[systemd-devel] consider dropping defrag of journals on btrfs

Thu Feb 4 13:53:01 UTC 2021

On Mi, 03.02.21 23:11, Chris Murphy (lists at colorremedies.com) wrote:

> On Wed, Feb 3, 2021 at 9:46 AM Lennart Poettering
> <lennart at poettering.net> wrote:
> >
> > Performance is terrible if cow is used on journal files while we write
> > them.
>
> I've done it for a year on NVMe. The latency is so low, it doesn't
> matter.

Maybe do it on rotating media...

> > It would be great if we could turn datacow back on once the files are
> > archived, and then take benefit of compression/checksumming and
> > stuff. not sure if there's any sane API for that in btrfs besides
> > rewriting the whole file, though. Anyone knows?
>
> A compressed file results in a completely different encoding and
> extent size, so it's a complete rewrite of the whole file, regardless
> of the cow/nocow status.
>
> Without compression it'd be a rewrite because in effect it's a
> different extent type that comes with checksums. i.e. a reflink copy
> of a nodatacow file can only be a nodatacow file; a reflink copy of a
> datacow file can only be a datacow file. The conversion between them
> is basically 'cp --reflink=never' and you get a complete rewrite.
>
> But you get a complete rewrite of extents by submitting for
> defragmentation too, depending on the target extent size.
>
> It is possible to do what you want by no longer setting nodatacow on
> the enclosing dir. Create a 0 length journal file, set nodatacow on
> that file, then fallocate it. That gets you a nodatacow active
> journal. And then you can just duplicate it in place with a new name,
> and the result will be datacow and automatically compressed if
> compression is enabled.
>
> But the write hit has already happened by writing journal data into
> this journal file during its lifetime. Just rename it on rotate.
> That's the least IO impact possible at this point. Defragmenting it
> means even more writes, and not much of a gain if any, unless it's
> datacow which isn't the journald default.

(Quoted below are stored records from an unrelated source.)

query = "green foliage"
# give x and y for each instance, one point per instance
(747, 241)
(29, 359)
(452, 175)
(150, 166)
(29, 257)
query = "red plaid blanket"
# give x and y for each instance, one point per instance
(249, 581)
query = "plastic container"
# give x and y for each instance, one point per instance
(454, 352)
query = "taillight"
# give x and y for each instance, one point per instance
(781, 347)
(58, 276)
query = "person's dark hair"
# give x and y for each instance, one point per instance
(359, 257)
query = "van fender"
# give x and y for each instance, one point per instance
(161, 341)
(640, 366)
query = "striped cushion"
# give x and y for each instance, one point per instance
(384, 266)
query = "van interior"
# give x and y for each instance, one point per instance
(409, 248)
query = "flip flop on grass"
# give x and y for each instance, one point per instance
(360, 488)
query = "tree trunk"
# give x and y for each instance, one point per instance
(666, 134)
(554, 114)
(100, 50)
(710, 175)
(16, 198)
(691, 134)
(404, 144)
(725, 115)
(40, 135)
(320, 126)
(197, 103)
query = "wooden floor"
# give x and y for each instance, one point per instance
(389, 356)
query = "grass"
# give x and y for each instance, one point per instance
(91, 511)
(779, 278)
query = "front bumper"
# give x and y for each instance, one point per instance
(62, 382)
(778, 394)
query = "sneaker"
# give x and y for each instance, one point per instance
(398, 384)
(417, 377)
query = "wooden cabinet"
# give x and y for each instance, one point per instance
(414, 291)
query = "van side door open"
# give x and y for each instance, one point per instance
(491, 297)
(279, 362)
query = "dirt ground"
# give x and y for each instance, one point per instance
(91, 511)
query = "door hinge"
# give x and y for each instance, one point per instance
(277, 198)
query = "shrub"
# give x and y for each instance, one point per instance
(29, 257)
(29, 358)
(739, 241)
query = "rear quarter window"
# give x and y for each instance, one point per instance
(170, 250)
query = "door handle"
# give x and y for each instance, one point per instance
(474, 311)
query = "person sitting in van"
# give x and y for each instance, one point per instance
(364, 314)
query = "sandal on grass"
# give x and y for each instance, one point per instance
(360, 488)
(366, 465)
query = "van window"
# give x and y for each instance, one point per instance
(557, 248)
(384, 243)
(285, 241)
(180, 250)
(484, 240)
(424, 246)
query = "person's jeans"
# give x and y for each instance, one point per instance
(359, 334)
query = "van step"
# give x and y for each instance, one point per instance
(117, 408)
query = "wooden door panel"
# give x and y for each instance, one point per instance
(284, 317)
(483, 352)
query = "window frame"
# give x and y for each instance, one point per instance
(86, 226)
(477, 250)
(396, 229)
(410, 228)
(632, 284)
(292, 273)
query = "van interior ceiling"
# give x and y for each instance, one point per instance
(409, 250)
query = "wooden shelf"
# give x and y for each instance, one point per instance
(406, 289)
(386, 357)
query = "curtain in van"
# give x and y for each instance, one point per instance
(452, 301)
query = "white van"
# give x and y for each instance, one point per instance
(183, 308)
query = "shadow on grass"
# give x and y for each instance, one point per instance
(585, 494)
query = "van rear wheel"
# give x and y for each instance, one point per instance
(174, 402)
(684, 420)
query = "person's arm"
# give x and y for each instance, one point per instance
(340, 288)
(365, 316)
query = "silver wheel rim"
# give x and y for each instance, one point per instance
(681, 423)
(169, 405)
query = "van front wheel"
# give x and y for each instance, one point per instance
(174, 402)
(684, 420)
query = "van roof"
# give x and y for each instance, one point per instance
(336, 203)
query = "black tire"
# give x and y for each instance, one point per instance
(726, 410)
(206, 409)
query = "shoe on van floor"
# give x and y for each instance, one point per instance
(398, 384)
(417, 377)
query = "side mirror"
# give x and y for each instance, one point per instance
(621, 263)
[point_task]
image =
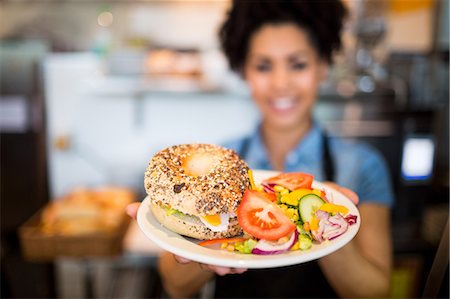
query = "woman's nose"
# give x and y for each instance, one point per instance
(280, 79)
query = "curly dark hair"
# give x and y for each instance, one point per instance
(321, 19)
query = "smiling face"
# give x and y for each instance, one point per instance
(284, 72)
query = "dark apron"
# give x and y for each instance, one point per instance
(299, 281)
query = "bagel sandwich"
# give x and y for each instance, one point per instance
(195, 189)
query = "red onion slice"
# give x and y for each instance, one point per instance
(268, 187)
(351, 219)
(264, 247)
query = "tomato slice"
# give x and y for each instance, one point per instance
(261, 218)
(291, 180)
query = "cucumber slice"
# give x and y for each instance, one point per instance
(308, 205)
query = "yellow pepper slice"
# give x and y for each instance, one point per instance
(332, 208)
(314, 223)
(252, 181)
(293, 197)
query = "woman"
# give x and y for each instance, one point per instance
(283, 50)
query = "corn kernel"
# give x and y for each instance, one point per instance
(296, 246)
(283, 240)
(278, 188)
(284, 192)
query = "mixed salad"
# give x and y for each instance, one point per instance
(285, 213)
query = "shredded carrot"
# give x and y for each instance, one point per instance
(223, 240)
(252, 181)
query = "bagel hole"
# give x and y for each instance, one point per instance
(198, 164)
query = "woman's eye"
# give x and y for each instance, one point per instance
(299, 65)
(263, 68)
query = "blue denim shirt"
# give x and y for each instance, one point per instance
(358, 166)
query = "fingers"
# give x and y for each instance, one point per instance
(216, 269)
(350, 194)
(181, 260)
(224, 270)
(132, 208)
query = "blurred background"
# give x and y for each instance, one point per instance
(90, 90)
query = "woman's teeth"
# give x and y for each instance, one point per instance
(283, 103)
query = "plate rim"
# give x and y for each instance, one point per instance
(188, 248)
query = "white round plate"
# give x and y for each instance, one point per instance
(188, 248)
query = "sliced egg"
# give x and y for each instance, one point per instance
(218, 222)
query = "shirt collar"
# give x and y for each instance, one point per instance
(309, 150)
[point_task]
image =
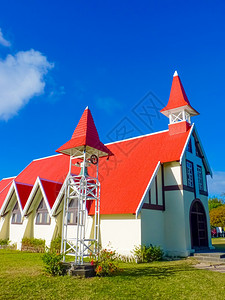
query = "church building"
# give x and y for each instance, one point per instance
(154, 193)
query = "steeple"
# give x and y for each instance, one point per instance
(85, 136)
(178, 109)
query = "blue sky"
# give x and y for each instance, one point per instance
(57, 57)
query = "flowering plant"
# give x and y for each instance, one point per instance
(105, 263)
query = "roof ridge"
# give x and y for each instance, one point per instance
(6, 186)
(8, 178)
(47, 157)
(24, 183)
(52, 181)
(137, 137)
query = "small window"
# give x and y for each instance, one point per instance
(200, 178)
(189, 147)
(197, 150)
(16, 214)
(72, 212)
(42, 215)
(190, 174)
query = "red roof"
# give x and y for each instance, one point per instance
(85, 134)
(53, 168)
(51, 190)
(24, 192)
(178, 97)
(5, 185)
(124, 177)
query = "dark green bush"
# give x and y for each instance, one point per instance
(4, 242)
(53, 263)
(147, 253)
(106, 263)
(33, 245)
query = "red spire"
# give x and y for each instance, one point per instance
(85, 134)
(178, 98)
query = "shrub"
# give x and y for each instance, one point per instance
(4, 242)
(106, 263)
(33, 245)
(53, 263)
(147, 253)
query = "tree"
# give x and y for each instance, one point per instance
(215, 202)
(217, 216)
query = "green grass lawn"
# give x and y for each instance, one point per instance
(21, 277)
(219, 243)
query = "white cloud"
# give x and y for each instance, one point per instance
(21, 78)
(3, 41)
(217, 183)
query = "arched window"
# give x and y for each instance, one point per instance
(198, 223)
(72, 212)
(42, 215)
(16, 214)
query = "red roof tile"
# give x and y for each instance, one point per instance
(85, 134)
(178, 97)
(24, 192)
(125, 176)
(53, 168)
(5, 185)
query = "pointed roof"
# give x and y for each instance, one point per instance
(178, 98)
(5, 185)
(85, 135)
(51, 190)
(23, 192)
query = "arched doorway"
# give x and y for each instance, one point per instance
(198, 224)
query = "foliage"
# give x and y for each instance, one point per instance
(53, 263)
(21, 275)
(215, 202)
(217, 216)
(56, 245)
(149, 253)
(106, 263)
(33, 245)
(219, 244)
(4, 242)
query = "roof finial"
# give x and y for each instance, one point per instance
(175, 74)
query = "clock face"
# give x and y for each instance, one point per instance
(94, 159)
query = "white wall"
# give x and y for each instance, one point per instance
(120, 232)
(152, 228)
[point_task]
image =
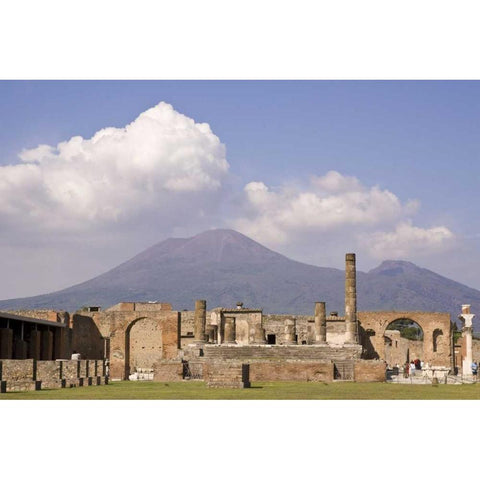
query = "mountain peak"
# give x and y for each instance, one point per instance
(392, 268)
(224, 245)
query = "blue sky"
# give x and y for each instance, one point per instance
(417, 140)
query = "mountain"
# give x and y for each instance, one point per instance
(224, 266)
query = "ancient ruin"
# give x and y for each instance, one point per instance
(223, 346)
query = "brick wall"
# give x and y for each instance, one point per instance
(168, 371)
(369, 370)
(291, 371)
(32, 374)
(226, 375)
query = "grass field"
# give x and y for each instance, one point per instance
(259, 391)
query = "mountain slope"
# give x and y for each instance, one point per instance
(224, 266)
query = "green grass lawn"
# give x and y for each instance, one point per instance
(259, 391)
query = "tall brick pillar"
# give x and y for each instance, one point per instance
(467, 332)
(320, 323)
(200, 320)
(6, 343)
(230, 330)
(350, 299)
(34, 346)
(60, 341)
(290, 332)
(46, 346)
(21, 348)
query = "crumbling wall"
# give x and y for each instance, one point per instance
(227, 375)
(370, 371)
(436, 348)
(118, 326)
(23, 375)
(291, 370)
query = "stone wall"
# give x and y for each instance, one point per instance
(86, 337)
(227, 375)
(401, 349)
(128, 341)
(370, 371)
(43, 314)
(291, 370)
(282, 352)
(168, 371)
(305, 328)
(20, 375)
(436, 334)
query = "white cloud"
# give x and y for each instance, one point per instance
(327, 203)
(406, 240)
(337, 210)
(160, 159)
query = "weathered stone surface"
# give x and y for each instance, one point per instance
(200, 320)
(168, 371)
(370, 371)
(350, 299)
(227, 375)
(320, 323)
(291, 370)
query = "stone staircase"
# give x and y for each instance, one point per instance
(281, 352)
(343, 370)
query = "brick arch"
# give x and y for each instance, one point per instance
(429, 322)
(143, 343)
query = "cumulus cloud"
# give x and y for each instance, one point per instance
(327, 203)
(405, 239)
(339, 207)
(161, 159)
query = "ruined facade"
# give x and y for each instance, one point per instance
(139, 338)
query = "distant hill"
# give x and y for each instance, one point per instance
(224, 266)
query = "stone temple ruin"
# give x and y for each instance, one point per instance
(224, 346)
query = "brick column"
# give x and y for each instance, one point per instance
(320, 323)
(60, 335)
(46, 348)
(350, 299)
(200, 320)
(21, 348)
(6, 343)
(34, 347)
(259, 335)
(290, 332)
(229, 330)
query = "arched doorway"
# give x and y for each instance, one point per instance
(403, 340)
(143, 346)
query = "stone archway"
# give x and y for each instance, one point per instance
(435, 344)
(403, 342)
(143, 345)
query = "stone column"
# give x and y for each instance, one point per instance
(20, 349)
(210, 333)
(60, 336)
(230, 330)
(34, 347)
(200, 320)
(350, 299)
(6, 343)
(46, 349)
(320, 323)
(259, 335)
(290, 332)
(467, 318)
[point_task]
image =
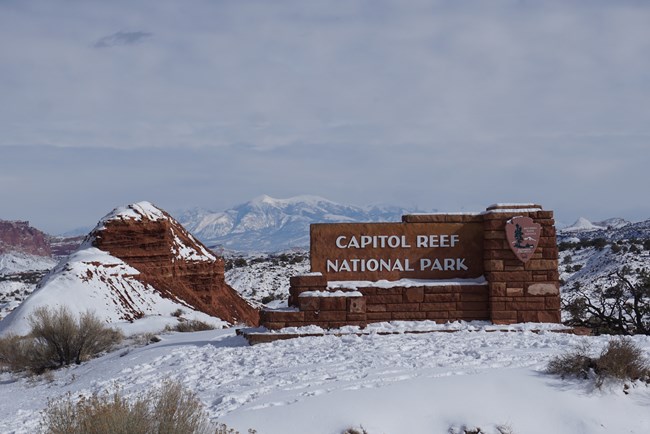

You are focussing only on the one-time iops generated during archival,
and are ignoring the extra latency during access that fragmented files
cost. Show me that the iops reduction during the one-time operation
matters and the extra latency during access doesn't matter and we can
look into making changes. But without anything resembling any form of
profiling we are just blind people in the fog...

Lennart

--
Lennart Poettering, Berlin